L’antagonisme s’accentuait. Faibles et timides au début, les plaintes du nord commençaient à trouver au congrès d’éloquens interprètes et dans la presse naissante des organes passionnés : Charles Hammond dans la Gazette de Cincinnati, De Witt Clinton au sénat, Hale dans l’Advertiser de Boston. Leur objectif, c’était le Canada, ces « quelques arpens de neige » qui avaient bu tant de sang français, cette colonie fidèle entre toutes que le caprice d’une femme avait livrée à l’Angleterre.

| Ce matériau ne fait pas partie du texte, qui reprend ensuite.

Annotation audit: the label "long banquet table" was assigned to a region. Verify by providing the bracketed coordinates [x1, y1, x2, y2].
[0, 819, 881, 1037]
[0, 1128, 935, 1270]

A ceux qui, s’autorisant de nos revers, nient le génie colonisateur de la France et lui opposent victorieusement l’exemple de l’Angleterre, l’histoire est là pour montrer que la conquête n’est pas la colonisation, et que partout où la France a passé elle a laissé des traces profondes que le temps lui-même a respectées. En Amérique, la Louisiane et le Canada attestent encore leurs sympathies françaises et conservent l’empreinte ineffaçable de notre race. Que reste-t-il aux États-Unis des traditions anglaises et des souvenirs de la mère patrie, et si demain l’empire des Indes s’écroulait, que resterait-il de deux siècles de domination anglaise dans le cœur et dans les traditions des ryas ? New-York est cosmopolite, Boston américaine, Chicago se germanise, mais la Nouvelle-Orléans est encore française. Cherchez aux États-Unis une ville anglaise : il n’y en a pas.